Gate on credentials and return `503` when the provider isn't configured so the UI
can disable the feature.

The TanStack Start example wires exactly this for all three runtimes —
`apps/tanstack/src/routes/api/docs/ask/{vercel,tanstack,cloudflare}.ts` plus the
shared handler in `lib/provider-answer.ts`.

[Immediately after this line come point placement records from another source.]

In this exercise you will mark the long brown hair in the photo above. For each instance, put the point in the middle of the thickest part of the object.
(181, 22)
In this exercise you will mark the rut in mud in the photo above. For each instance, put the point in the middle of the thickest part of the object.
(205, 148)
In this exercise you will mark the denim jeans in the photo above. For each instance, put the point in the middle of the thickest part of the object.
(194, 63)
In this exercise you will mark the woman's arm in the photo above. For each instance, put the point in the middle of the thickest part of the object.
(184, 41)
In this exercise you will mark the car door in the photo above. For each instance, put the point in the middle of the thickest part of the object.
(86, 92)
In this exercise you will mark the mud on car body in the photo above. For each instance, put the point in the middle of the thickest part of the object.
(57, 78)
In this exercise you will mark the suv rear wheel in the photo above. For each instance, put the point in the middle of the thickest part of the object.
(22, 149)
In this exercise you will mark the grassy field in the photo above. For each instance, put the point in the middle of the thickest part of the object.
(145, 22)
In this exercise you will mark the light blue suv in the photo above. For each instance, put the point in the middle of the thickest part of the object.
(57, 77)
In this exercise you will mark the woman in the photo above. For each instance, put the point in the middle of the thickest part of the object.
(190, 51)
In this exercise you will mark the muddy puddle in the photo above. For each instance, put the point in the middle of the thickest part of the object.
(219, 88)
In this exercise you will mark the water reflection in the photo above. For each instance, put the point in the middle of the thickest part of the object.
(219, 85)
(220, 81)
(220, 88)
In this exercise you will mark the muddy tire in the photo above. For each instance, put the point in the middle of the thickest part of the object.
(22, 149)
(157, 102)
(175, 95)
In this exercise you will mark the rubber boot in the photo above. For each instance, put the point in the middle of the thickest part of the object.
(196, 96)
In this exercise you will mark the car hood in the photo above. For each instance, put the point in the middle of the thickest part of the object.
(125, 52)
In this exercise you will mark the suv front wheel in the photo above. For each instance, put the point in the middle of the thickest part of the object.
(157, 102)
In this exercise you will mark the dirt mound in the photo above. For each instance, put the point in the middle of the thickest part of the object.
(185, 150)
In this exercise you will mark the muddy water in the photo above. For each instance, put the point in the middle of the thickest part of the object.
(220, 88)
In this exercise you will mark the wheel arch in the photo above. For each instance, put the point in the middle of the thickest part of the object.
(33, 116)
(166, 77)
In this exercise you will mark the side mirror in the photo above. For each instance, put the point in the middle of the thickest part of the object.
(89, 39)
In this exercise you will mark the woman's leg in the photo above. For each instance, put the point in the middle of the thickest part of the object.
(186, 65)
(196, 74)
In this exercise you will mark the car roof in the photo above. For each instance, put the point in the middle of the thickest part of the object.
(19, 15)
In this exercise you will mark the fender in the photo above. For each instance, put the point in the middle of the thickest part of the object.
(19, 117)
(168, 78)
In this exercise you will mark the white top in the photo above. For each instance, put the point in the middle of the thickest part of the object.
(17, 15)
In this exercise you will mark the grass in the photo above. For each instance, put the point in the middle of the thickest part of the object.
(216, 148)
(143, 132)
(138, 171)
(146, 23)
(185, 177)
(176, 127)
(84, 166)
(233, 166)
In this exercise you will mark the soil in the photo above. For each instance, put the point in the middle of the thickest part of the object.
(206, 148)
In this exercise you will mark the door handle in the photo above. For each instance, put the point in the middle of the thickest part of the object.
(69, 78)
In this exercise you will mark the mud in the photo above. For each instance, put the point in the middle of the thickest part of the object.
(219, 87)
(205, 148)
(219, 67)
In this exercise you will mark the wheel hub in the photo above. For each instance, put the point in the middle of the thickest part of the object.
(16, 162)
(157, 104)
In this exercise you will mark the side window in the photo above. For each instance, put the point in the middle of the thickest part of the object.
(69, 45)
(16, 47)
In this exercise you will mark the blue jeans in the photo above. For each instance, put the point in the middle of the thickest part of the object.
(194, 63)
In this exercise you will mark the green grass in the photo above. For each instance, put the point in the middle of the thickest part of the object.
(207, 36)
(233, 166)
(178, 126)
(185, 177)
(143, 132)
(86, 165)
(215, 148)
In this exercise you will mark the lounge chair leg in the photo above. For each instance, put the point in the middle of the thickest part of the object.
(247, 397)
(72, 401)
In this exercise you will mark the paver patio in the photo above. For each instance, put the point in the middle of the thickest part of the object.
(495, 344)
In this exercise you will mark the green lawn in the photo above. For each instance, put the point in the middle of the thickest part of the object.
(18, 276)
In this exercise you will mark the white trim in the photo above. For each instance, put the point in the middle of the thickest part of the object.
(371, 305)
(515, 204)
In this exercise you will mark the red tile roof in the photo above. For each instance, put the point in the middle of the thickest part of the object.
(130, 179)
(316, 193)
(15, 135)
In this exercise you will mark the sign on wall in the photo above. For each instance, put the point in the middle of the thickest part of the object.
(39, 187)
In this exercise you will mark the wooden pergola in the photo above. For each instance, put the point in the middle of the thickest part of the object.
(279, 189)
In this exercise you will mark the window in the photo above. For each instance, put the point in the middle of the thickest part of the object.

## Consume the stream on the client

The endpoint returns a plain-text stream — read it incrementally and append:

```ts
const response = await fetch("/api/docs/ask", {
  method: "POST",
  body: JSON.stringify({ query }),
  signal,
});

const reader = response.body!.getReader();
const decoder = new TextDecoder();
let answer = "";
while (true) {
  const { value, done } = await reader.read();
  if (done) {
    break;
  }
  answer += decoder.decode(value, { stream: true });
  // render `answer` as it grows
}
```

Run a normal search first to show results (and sources) immediately, then stream
the answer. Use an `AbortController` so a new query cancels the in-flight one.

## Verify

* The endpoint returns `429` past the rate limit and `503` when credentials are missing.
* A query streams text incrementally, not in one blob.
* The answer cites sources that match the retrieved chunks — and refuses when the docs don't cover the question.